## **Zadanie 4 - Drzewo decyzyjne ID3**

Cel zadania polega na implementacji drzewa decyzyjnego tworzonego algorytmem ID3 z ograniczeniem maksymalnej głębokości drzewa, jak również na stworzeniu i zbadaniu jakości klasyfikatora dla zbioru danych [Tic-Tac-Toe Endgame](https://archive.ics.uci.edu/dataset/101/tic+tac+toe+endgame).

**Kroki do wykonania:**
- Zaimplementuj drzewo decyzyjne ID3 (z ograniczeniem jego maksymalnej głębokości).
- Zbadaj skuteczność działania kasyfikatora dla zbioru danych Tic-Tac-Toe Endgame, obliczając dokładność i macierz pomyłek.

**Uwagi**
- Należy pamiętać o podziale danych na zbiory trenujący, walidacyjny i testowy.
- Zaimplementowana metoda powinna być uniwersalna - nie należy "zaszywać" na sztywno w kodzie np. nazwy pliku ze zbiorem danych czy wartości atrybutów.

In [None]:
import numpy as np
import seaborn as sns
import matplotlib.pyplot as plt

from ucimlrepo import fetch_ucirepo
from sklearn.model_selection import train_test_split
from sklearn.metrics import accuracy_score, classification_report, confusion_matrix

In [None]:
# fetch dataset
tic_tac_toe_endgame = fetch_ucirepo(id=101)

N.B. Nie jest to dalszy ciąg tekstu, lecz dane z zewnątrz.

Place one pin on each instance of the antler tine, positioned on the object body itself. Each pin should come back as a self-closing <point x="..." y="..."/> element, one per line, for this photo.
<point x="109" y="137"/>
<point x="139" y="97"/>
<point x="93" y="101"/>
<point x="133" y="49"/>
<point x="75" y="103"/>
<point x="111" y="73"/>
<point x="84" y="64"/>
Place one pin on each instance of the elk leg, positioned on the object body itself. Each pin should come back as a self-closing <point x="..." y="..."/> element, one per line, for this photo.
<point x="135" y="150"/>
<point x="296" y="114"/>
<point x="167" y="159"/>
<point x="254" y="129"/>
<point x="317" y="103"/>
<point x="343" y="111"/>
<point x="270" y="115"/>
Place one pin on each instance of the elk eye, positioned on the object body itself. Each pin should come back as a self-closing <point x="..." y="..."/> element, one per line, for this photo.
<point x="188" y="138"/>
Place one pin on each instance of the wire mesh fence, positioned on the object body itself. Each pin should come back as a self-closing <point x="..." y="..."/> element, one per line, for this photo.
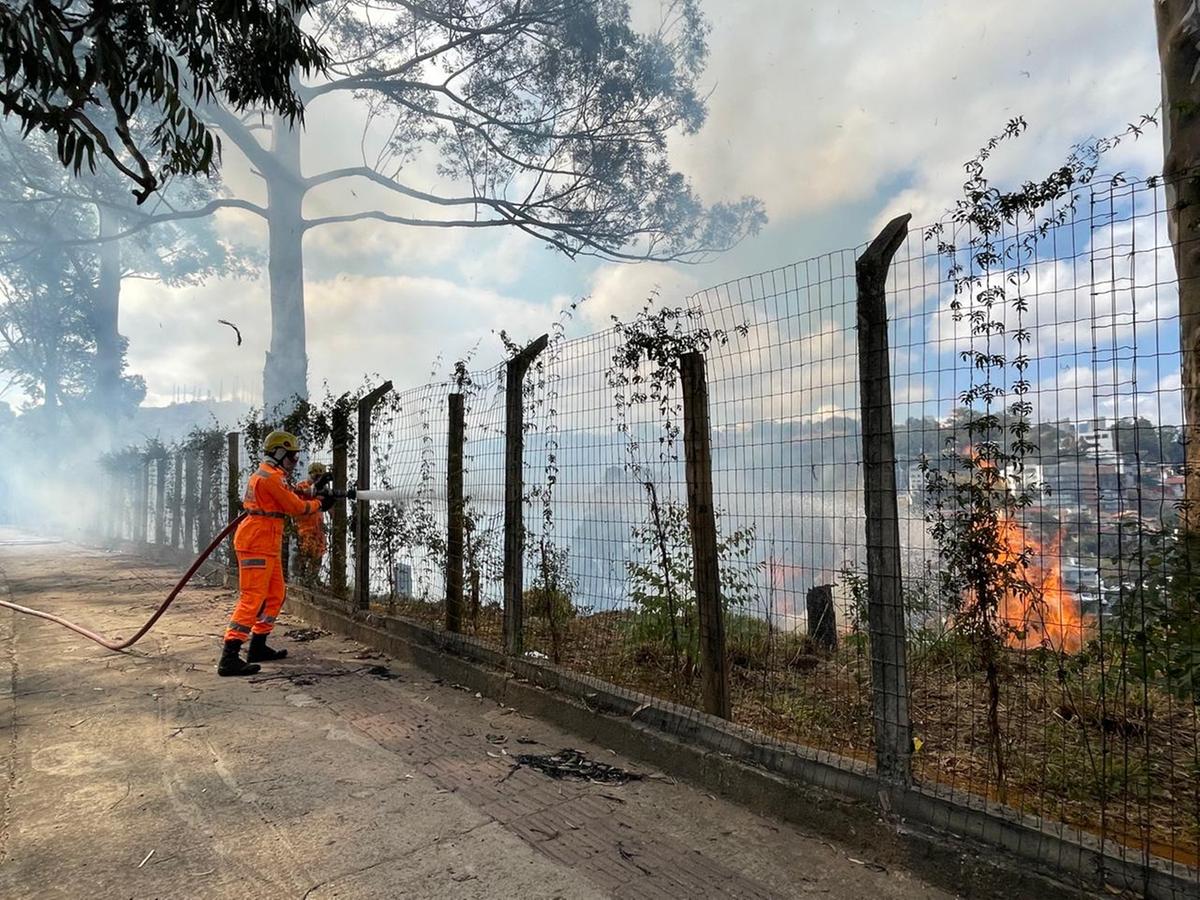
<point x="1045" y="653"/>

# data (as pandas dataframes)
X = tic_tac_toe_endgame.data.features
y = tic_tac_toe_endgame.data.targets

In [None]:
# metadata
print(tic_tac_toe_endgame.metadata)

In [None]:
# variable information
print(tic_tac_toe_endgame.variables)

In [None]:
from sklearn.preprocessing import LabelEncoder
import pandas as pd

# encode target
le = LabelEncoder()
y = le.fit_transform(y)

y = pd.Series(y)

In [None]:
y

In [None]:
ALL_VARIABLES_VALUES = ['x', 'o', 'b']

In [None]:
class Node:
    def __init__(self):
        self.feature_name = None
        self.value = None
        self.label = None
        self.children = []

    def add_child(self, child):
        self.children.append(child)

    def set_feature_name(self, feature_name):
        self.feature_name = feature_name

    def set_value(self, value):
        self.value = value

    def set_label(self, label):
        self.label = label

In [None]:
class DecisionTreeID3:
    def __init__(self, max_depth = 5, leaf_classes = ALL_VARIABLES_VALUES):
        self.max_depth = max_depth
        self.leaf_classes = leaf_classes
        self.root = None

    def calculate_entropy(self, y):
        probabilities = np.bincount(y) / len(y)
        return - np.sum([p * np.log2(p) for p in probabilities if p > 0])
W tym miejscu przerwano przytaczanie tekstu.